I am not surprised that someone made a mistake even of this proprtion. I am surprised that "mayjor wong" did not report this as an adverse event. Protecting a collegue who not only almost cost a patients life but who would also destroy evidence is the same thing as being an eyewitness to a nurse giving an overdose of Morphine. Now this patient is going to be labeled as having had an arrythmia that he did not. Your coworker obviously learned nothing from this except she can count on you to keep your mouth shut while you look the other way. What if that had been your parent? I worked in Risk Management and frankly I would be afraid to have you on my staff. You are supposed to be the patient's number one advocate but instead you let your patient down and you set a new low for morality in your institution. If this event happened once it can happen again but you just made sure that there would be no education to prevent anything like this from happening again.

Specializes in med/surg and Tele.

I am sorry but this article is very difficult to read and comprehend.

Specializes in ORTHOPAEDICS-CERTIFIED SINCE 89.

The OP lists Singapore as her/his residence so English may be a second language.
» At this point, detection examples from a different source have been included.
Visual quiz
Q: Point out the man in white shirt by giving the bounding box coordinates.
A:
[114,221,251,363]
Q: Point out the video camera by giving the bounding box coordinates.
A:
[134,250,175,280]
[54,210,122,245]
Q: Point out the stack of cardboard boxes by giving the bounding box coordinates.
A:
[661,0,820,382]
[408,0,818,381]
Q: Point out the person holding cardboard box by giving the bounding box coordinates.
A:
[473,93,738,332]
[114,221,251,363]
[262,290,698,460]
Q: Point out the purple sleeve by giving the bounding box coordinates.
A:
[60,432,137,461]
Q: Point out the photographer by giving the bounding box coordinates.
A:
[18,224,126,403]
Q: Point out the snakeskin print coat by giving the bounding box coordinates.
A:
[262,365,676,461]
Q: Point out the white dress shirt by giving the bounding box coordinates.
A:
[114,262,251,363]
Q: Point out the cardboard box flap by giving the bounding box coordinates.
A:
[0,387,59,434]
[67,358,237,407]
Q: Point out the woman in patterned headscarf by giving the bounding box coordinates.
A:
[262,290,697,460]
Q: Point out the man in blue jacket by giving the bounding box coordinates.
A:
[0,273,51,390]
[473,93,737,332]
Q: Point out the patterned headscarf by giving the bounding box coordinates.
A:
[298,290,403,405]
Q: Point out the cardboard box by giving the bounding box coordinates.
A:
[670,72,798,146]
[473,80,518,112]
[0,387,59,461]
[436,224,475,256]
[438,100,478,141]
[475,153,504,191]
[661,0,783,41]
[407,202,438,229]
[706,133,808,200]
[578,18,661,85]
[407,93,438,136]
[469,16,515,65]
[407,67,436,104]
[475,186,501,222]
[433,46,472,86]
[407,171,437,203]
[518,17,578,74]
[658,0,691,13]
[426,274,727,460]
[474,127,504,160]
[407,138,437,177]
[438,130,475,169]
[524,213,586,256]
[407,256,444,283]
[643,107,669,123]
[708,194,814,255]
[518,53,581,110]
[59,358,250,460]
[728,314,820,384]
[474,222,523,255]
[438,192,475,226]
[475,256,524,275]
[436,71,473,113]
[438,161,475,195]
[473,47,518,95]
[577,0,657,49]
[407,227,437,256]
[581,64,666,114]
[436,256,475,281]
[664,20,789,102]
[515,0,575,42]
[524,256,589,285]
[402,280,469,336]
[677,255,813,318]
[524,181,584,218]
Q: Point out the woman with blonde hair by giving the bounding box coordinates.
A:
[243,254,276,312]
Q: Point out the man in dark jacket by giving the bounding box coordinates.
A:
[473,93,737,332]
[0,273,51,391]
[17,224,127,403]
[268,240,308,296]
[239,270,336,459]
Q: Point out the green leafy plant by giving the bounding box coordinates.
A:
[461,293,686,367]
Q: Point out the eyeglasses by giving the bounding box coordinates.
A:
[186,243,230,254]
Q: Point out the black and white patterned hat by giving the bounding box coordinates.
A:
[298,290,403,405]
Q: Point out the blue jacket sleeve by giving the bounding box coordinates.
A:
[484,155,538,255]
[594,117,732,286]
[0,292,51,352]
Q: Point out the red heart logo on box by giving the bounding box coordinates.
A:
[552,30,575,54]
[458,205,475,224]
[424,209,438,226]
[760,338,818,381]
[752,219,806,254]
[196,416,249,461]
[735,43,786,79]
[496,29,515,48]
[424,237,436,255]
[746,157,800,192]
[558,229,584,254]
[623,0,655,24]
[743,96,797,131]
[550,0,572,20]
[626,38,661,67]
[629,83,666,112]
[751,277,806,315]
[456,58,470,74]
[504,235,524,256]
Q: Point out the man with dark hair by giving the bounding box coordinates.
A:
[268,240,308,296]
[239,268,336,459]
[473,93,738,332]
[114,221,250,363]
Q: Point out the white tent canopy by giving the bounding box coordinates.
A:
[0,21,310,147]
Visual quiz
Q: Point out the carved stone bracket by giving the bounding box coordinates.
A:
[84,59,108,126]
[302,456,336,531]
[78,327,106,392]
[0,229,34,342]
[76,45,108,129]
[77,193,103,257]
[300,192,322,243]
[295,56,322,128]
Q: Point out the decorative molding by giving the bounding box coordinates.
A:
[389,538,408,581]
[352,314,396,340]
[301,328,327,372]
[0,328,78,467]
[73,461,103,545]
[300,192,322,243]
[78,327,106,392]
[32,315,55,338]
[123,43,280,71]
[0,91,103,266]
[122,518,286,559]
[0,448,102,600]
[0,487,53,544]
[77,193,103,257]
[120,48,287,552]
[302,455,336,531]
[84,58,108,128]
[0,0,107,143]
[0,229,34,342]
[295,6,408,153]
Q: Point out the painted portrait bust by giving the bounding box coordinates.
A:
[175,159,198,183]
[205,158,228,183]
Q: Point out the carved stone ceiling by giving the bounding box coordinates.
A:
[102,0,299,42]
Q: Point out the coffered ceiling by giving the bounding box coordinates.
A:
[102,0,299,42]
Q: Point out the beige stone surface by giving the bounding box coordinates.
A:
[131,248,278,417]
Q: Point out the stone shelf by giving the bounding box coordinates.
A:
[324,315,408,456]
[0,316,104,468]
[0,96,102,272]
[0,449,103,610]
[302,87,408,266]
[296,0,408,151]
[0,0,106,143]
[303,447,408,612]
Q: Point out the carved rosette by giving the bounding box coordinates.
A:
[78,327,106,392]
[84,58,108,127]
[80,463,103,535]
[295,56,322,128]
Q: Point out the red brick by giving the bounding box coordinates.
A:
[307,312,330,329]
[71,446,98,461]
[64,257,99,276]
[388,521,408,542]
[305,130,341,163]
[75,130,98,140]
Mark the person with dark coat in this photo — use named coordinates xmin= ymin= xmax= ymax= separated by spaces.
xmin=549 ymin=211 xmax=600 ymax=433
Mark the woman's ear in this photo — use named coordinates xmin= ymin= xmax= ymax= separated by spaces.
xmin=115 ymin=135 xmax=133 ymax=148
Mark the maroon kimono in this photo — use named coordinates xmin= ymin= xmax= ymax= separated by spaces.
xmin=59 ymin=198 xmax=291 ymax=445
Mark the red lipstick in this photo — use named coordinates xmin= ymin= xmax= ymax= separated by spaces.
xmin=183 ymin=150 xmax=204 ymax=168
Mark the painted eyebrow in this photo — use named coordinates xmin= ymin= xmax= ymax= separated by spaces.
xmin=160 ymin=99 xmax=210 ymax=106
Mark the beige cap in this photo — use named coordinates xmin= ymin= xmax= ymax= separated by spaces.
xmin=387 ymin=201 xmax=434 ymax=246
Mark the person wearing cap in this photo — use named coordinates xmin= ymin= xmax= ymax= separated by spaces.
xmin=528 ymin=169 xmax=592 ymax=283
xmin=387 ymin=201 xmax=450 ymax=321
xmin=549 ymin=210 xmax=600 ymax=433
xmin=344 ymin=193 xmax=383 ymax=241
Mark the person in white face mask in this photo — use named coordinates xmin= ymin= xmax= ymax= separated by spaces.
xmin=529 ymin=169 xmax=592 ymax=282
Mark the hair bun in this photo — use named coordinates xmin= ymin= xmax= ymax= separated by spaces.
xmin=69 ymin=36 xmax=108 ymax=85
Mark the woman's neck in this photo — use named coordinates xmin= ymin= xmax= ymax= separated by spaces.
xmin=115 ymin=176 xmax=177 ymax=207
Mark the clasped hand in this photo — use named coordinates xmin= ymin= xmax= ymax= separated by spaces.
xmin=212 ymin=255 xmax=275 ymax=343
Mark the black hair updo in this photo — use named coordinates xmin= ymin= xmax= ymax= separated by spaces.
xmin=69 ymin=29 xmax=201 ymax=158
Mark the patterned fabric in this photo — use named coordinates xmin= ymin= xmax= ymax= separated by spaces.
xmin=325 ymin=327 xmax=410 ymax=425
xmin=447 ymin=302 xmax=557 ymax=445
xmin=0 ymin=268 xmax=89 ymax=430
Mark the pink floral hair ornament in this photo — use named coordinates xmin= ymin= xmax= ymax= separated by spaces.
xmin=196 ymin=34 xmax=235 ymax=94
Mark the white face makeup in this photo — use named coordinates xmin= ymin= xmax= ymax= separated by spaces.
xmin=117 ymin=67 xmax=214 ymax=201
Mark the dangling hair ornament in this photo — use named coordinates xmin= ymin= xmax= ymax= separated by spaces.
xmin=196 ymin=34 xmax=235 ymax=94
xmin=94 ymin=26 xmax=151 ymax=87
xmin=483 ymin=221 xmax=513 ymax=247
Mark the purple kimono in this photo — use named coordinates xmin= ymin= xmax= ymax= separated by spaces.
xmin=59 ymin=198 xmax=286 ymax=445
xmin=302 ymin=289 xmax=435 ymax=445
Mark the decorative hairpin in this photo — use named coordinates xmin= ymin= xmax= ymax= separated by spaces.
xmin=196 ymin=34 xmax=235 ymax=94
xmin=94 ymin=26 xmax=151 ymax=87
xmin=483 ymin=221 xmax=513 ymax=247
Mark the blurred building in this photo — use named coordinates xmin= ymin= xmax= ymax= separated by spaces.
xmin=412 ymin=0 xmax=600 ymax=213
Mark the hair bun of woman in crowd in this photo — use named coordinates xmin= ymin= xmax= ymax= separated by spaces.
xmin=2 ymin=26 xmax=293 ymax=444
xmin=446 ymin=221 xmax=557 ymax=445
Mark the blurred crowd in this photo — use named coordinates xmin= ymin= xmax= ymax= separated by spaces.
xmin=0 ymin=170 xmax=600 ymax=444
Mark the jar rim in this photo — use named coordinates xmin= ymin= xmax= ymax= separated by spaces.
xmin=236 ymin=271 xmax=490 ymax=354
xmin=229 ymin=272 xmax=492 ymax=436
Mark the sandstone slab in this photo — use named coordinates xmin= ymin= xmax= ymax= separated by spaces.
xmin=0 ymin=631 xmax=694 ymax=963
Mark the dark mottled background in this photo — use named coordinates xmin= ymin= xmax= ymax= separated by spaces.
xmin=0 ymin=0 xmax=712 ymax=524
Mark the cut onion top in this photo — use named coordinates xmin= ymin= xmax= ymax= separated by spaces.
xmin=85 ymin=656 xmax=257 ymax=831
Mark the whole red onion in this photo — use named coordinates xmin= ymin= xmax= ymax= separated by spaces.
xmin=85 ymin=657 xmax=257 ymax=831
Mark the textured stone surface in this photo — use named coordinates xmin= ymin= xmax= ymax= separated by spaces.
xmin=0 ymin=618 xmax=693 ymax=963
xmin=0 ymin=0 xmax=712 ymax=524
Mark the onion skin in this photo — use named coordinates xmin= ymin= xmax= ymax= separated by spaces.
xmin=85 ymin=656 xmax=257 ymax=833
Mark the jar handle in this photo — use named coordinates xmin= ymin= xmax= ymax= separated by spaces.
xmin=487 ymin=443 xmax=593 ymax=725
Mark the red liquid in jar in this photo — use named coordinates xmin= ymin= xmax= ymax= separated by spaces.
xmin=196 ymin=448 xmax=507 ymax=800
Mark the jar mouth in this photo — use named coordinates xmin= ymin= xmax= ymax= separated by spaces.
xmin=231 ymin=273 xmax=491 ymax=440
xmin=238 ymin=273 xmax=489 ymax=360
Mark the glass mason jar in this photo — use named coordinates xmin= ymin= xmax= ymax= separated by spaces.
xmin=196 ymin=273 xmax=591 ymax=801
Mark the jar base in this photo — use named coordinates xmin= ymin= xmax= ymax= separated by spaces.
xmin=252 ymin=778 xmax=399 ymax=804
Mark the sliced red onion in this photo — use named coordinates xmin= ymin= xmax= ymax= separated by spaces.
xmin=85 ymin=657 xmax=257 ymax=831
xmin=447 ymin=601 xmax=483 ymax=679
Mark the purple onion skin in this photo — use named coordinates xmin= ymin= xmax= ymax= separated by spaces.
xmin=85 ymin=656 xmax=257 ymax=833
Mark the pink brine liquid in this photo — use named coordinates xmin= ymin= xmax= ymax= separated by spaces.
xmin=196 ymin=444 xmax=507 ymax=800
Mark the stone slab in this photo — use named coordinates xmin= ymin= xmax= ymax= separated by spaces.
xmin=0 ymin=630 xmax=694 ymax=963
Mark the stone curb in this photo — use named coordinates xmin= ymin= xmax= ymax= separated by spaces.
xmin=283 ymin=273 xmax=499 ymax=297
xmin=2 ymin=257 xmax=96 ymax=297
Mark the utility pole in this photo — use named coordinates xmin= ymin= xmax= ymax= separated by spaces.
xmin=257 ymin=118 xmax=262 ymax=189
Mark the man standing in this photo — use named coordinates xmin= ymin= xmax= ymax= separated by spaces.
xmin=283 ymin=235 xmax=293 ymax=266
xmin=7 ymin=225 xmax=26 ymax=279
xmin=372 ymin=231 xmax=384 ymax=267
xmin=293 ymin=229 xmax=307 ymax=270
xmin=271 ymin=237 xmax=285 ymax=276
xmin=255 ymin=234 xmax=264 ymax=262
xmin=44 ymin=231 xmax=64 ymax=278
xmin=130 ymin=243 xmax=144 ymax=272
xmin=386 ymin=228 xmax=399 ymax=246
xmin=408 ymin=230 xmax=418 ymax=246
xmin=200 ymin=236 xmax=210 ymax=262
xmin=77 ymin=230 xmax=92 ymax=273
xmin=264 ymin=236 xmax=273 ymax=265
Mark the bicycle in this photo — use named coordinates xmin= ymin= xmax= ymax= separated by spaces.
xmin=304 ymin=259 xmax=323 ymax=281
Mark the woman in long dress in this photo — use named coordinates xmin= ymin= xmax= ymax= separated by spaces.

I thoroughly agree with the recommendation to make an occurrence report to management and let them do the follow up. Though I have pacemaker not a defibrillator, I know they have retrieved many yards of reports when I go in for a pacer interrogation. Your manager also must know this.

I still don't understand why you are keeping this between the two of you though.

Specializes in ER.

pretty specific, don't you think that story might be read by someone you work with, or something that is on here and knows that person, whom he/she confided in? Did you confront the offender and ask why she concealed it?

I had a hard time making out a lot of this, sorry.

Specializes in LTC, wound care.

A perfect example of passive-aggressiveness. What happened here is a mistake. It may have been a mistake caused by your collegue's, or it could have been a systems error. It should be reported so that your facility knows what happened, and also so that what caused this to happen can be corrected.

To simply keep this to yourself, so that you can hold it over her head, is not right, and indicates possible presence of lateral violence.

Specializes in L&D, ER, PACU.

What??? Are you serious???? A patient was actually defibrillated during a routine monitor check?????? You can not be serious. If this did in fact happen, at least have the decency to report the incident. There is definitely a learning opportunity here. :confused: This is a sad state of affairs.:eek:

Specializes in Management, Emergency, Psych, Med Surg.

How is it that a piece of equipment was attached to a patient during a routine check? Are you serious here? This is something that never should have occurred. If you have the defib attached to the patient on stand by then that is NOT the right time to be doing the equipment check to see if it works. You MUST make a formal report of this incident because it caused harm to the patient and changed the plan of treatment. And in addition, who was standing around while she was performing this "task"? Did anyone happen to notice what she was doing before she did it?

Specializes in critical care.

I think the author of this particular article needs to hire a proof-reader......the English and grammar are atrocious!!